MPs need security. I just pray it can be done without a guard outside their bedroom with a Beretta, writes ex-Tory MP JERRY HAYES – who got protection after featuring on an IRA death list
Writing in the Daily Mail, former Conservative MP Jerry Hayes reflects on the physical security given to MPs, drawing on his own experience of armed protection in the 1980s and 1990s after his name appeared on an IRA death list. He argues that while MPs must be protected following attacks and murders including those of Airey Neave, Ian Gow, Jo Cox and Sir David Amess, and the assault on Ann Widdecombe, security measures must be balanced so politicians remain accessible to the public rather than isolated behind "a ring of steel".
Hayes recalls being told by Commons security that his public praise of the SAS shooting of IRA bombers in Gibraltar in 1988 had placed him on a death list, after which armed guards, including men with Heckler and Koch machine guns, were stationed around his home.
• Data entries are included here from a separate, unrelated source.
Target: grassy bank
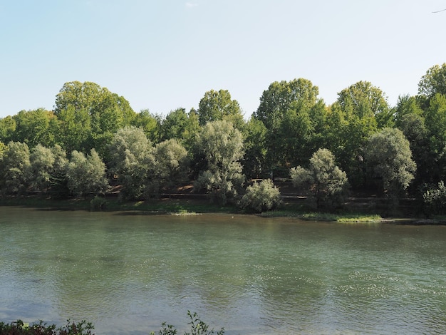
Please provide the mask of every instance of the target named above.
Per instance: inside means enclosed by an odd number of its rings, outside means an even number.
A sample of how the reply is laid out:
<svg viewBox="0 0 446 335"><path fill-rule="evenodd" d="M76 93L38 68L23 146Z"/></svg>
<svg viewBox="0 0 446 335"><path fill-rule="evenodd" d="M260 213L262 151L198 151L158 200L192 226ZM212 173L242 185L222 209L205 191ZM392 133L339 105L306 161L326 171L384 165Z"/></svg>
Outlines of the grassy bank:
<svg viewBox="0 0 446 335"><path fill-rule="evenodd" d="M162 198L145 201L120 202L116 197L95 199L54 200L38 197L11 197L0 200L2 206L23 206L27 207L56 209L61 210L95 211L140 211L147 214L190 213L244 213L237 207L227 205L221 206L209 202L206 197ZM262 217L296 217L302 220L335 221L339 222L376 222L381 218L378 215L360 213L331 214L314 212L305 206L284 204L281 210L266 212Z"/></svg>
<svg viewBox="0 0 446 335"><path fill-rule="evenodd" d="M236 206L219 205L211 202L204 197L166 197L144 201L120 202L117 197L93 199L43 198L38 196L9 197L0 198L0 206L22 206L35 208L48 208L61 210L88 211L136 211L145 214L190 215L199 213L250 214L241 211ZM446 225L445 216L435 216L429 219L423 217L386 217L383 219L373 212L363 212L346 208L343 212L331 213L315 212L304 202L285 202L280 210L265 212L264 217L296 217L305 220L337 222L340 223L377 223L388 222L413 225Z"/></svg>

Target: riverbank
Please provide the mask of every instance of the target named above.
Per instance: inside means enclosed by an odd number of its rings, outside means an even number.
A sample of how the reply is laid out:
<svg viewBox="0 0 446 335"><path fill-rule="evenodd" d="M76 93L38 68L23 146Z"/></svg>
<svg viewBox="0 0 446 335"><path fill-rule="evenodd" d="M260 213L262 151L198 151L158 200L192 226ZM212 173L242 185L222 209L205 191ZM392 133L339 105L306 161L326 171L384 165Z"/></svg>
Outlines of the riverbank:
<svg viewBox="0 0 446 335"><path fill-rule="evenodd" d="M346 207L338 212L314 212L308 208L302 197L287 196L279 210L265 212L256 215L264 217L296 217L313 221L337 222L346 224L393 223L411 225L446 225L446 217L430 218L413 215L383 217L373 210L358 210L357 206ZM167 195L159 199L144 201L120 202L116 197L93 199L42 198L38 196L9 197L0 199L0 206L21 206L48 210L88 210L104 212L136 212L145 215L192 215L201 213L252 214L241 211L232 205L219 205L209 202L203 195ZM253 214L254 215L254 214Z"/></svg>

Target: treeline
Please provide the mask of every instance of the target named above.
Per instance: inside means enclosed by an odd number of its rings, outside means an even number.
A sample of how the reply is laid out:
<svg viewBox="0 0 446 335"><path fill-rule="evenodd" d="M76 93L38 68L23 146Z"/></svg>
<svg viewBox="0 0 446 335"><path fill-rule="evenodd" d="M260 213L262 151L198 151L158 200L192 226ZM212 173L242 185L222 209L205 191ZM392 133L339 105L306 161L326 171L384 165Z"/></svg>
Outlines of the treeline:
<svg viewBox="0 0 446 335"><path fill-rule="evenodd" d="M393 196L408 192L441 210L446 63L428 69L418 88L390 106L380 88L360 81L327 105L307 79L274 82L246 120L224 90L206 92L197 110L162 117L135 113L123 97L94 83L66 83L53 110L0 119L0 187L4 195L63 190L84 195L103 192L118 178L122 196L134 199L193 179L196 190L224 202L245 192L247 179L289 177L299 167L295 185L317 198L330 196L326 180L336 179L324 163L314 170L318 153L330 162L333 155L333 169L345 173L339 190L348 182Z"/></svg>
He describes several unsettling incidents from that period, such as being evacuated from a plane after Ian Gow's assassination, narrowly avoiding a bag of flour dropped from a tower block in his Harlow constituency, and an armed response to a car that turned out to belong to a man who had merely run over a cat.
- Ex-Tory MP Jerry Hayes recounts his IRA-era armed protection.
- He argues MPs need security but must stay accessible to the public.
- Cites Neave, Gow, Cox and Amess as reminders of the risks MPs face.